Dzisiejszy wianek wymaga od Was przejścia się na spacer po łąkach lub zobaczenia co tam zostało w ogrodzie po lecie.
Do zrobienia wianka potrzebujecie wiklinowej bazy, kleju na gorąco i suszonych roślin.
Możecie połączyć suszone rośliny z elementami sztucznymi. U mnie pojawiły się małe sztuczne dynie. Nie będę Was oszukiwać pisząc, że wyglądają jak prawdziwe, bo nie wyglądają. Jednak są na tyle ok, że w połączeniu z suszkami prezentują się bardzo dobrze. Zanim zaczęłam przyklejać rośliny do wiklinowego koła, wszystkie spryskałam lakierem do włosów. Dzięki temu m.in. trawy nie będą się osypywać, a i inne suszki ładniej się zachowają. Dodatkowo cześć gałązek suchego wrotycza (to takie brązowe kwiatostany) pomalowałam białą i złotą farbą w sprayu by mieć kolorystyczne urozmaicenie.
W mojej kompozycji ponadto znalazły się kwiaty hortensji, zaschłe na krzakach kwiatostany tawuły oraz puszyste owoce powojników.
Na wiklinie najpierw przyklejamy kwiaty hortensji.
Następnie dodajemy wrotycz, tawułę i powojniki.

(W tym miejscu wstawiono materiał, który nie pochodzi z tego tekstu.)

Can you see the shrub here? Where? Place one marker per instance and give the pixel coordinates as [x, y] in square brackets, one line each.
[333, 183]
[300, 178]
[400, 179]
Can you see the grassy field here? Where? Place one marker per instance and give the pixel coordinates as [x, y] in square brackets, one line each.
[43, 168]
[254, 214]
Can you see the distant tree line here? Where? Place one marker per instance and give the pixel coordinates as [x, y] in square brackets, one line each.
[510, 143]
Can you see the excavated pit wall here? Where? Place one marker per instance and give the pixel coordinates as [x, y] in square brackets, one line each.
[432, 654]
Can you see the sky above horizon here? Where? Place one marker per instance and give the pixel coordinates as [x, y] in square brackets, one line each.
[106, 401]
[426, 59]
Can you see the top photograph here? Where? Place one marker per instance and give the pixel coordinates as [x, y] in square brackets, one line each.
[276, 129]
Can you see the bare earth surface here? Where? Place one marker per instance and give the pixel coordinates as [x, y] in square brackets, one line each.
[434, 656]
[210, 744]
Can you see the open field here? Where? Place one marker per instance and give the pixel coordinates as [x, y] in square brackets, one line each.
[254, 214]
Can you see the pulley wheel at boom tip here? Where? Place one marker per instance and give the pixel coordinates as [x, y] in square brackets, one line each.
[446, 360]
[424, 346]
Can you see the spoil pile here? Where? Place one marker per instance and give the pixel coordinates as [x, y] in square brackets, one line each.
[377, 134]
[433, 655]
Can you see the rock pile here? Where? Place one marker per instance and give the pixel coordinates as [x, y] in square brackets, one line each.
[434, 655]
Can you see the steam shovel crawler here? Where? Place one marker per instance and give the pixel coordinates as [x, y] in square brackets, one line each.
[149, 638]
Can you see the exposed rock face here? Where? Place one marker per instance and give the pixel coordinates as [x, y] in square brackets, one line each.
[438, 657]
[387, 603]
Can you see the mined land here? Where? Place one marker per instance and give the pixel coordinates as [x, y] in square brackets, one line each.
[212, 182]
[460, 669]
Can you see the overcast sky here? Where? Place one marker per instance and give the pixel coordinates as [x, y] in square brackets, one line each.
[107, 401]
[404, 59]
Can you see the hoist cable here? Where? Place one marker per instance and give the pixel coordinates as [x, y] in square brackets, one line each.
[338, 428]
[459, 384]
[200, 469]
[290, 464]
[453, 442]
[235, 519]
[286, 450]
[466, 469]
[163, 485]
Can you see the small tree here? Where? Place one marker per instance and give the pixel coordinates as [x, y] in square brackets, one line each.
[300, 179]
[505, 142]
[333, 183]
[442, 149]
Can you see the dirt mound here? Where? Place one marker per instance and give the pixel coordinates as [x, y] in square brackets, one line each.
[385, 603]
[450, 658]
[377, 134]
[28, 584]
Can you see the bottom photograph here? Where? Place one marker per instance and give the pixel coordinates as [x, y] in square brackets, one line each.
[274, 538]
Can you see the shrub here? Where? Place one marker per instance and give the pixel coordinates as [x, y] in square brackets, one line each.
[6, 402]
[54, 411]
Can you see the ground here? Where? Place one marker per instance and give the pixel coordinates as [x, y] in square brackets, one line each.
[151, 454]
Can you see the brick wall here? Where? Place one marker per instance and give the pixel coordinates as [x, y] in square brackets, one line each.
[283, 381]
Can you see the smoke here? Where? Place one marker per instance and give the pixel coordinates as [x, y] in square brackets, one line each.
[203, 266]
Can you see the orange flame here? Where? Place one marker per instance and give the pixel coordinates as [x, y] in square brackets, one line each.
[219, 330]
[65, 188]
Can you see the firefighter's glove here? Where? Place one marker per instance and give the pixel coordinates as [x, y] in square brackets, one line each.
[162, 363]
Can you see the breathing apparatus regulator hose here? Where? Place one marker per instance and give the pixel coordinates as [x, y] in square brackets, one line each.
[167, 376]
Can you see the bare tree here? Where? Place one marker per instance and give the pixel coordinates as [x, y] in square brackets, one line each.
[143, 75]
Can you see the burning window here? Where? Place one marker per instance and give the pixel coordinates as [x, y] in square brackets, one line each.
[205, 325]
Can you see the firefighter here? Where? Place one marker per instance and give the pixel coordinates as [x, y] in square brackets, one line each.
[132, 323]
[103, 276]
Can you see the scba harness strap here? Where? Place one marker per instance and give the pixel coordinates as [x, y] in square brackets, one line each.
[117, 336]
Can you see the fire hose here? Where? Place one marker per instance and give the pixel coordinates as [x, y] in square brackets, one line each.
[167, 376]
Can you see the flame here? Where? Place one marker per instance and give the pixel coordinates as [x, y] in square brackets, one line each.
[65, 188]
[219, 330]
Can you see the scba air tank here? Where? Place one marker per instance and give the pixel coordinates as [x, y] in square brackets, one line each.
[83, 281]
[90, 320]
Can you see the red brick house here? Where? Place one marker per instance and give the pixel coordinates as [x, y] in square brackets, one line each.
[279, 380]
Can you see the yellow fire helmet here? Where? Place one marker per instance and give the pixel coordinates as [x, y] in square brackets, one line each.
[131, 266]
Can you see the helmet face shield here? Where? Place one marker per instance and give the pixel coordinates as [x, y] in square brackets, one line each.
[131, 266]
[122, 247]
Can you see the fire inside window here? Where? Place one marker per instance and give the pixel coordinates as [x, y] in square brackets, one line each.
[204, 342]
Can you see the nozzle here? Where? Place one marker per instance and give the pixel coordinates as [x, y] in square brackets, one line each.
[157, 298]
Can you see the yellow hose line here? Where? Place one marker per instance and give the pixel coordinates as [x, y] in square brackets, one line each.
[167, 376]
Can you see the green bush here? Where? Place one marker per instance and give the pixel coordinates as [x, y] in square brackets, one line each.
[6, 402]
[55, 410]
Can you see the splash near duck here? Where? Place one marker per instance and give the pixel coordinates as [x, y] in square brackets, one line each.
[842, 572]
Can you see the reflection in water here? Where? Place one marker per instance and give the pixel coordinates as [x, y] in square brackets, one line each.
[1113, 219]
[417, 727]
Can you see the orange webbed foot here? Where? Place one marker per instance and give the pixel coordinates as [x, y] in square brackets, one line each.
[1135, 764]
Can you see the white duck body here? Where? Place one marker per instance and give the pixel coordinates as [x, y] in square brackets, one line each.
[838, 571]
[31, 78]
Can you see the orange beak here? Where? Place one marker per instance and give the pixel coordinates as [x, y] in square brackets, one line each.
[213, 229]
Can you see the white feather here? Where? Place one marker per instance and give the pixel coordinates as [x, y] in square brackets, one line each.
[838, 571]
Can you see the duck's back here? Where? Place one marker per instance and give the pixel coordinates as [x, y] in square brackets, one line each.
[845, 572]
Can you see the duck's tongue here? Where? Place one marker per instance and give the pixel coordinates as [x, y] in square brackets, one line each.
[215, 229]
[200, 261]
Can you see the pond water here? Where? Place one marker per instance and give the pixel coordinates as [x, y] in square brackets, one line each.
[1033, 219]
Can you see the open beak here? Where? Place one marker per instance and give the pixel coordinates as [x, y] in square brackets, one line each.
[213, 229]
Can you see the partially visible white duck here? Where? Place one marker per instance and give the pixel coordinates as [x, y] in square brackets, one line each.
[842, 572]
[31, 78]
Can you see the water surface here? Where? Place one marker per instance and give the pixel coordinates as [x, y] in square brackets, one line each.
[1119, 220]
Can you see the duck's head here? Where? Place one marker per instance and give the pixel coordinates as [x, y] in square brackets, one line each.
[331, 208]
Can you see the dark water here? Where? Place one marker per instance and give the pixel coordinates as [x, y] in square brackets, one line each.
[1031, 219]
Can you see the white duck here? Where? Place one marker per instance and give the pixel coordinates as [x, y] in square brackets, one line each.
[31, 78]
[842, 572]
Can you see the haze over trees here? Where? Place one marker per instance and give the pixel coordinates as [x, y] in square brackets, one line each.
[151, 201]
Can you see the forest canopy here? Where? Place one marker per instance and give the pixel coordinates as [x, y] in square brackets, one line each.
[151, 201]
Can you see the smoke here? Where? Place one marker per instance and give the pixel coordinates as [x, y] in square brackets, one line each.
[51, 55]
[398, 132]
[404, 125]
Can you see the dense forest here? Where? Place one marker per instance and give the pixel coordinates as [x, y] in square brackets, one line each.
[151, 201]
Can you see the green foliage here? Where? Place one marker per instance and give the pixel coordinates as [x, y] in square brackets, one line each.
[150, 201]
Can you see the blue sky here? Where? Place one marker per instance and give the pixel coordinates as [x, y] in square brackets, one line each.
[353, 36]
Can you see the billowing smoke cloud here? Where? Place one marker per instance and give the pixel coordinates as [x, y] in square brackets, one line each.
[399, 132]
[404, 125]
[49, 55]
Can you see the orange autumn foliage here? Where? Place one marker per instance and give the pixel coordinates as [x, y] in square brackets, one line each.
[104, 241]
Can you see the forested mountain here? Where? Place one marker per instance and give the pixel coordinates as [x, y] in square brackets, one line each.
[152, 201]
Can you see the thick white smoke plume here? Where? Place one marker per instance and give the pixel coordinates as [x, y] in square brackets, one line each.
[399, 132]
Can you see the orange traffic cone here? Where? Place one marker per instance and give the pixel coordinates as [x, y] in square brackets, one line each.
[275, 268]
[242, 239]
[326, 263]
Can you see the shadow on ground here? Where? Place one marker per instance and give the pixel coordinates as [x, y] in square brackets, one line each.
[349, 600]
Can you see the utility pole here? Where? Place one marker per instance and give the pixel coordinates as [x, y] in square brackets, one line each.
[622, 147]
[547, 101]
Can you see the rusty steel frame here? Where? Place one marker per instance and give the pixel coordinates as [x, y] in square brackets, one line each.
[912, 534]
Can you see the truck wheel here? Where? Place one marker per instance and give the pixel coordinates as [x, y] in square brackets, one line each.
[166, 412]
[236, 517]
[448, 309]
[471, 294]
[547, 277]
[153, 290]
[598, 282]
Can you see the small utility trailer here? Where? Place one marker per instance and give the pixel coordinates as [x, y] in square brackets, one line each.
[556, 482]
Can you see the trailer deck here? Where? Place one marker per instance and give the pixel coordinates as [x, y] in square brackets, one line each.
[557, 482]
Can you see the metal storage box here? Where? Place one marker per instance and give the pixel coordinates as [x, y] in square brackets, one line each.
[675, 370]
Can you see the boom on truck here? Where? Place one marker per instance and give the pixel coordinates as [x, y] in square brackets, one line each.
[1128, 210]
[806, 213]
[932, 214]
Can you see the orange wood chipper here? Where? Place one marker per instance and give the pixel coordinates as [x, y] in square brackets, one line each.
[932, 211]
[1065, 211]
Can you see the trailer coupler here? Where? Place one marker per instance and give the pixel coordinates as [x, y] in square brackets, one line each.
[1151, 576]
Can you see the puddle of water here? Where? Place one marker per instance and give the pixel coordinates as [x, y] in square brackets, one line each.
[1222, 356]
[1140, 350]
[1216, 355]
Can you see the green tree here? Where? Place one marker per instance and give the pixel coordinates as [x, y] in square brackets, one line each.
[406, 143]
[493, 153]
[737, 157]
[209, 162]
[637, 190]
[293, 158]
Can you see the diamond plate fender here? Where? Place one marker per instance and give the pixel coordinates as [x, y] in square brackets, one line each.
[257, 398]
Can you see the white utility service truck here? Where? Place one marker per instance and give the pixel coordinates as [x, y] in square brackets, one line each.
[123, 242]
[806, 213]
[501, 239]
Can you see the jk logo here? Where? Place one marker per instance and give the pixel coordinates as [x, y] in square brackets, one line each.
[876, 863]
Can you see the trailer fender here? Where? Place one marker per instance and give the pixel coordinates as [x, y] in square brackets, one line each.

Przyklejamy również sztuczne dynie. Jeżeli uważamy że zostało nam za dużo pustych miejsc dokładamy drobniejsze elementy np. mniejsze kawałki wrotycza czy tawuły.
Wiem, że nie koniecznie musi się udać znaleźć na spacerze takie same rośliny jakie mam ja, ale chce Was zainspirować i pokazać że dekoracje można robić z wielu różnych rzeczy. Równie pięknie będą wyglądały w takim wianku trawy, owoce pomarańczowej miechunki czy gałązki modrzewia z szyszkami. Wykorzystajcie to co uda Wam się zebrać podczas jesiennego spaceru. Powodzenia.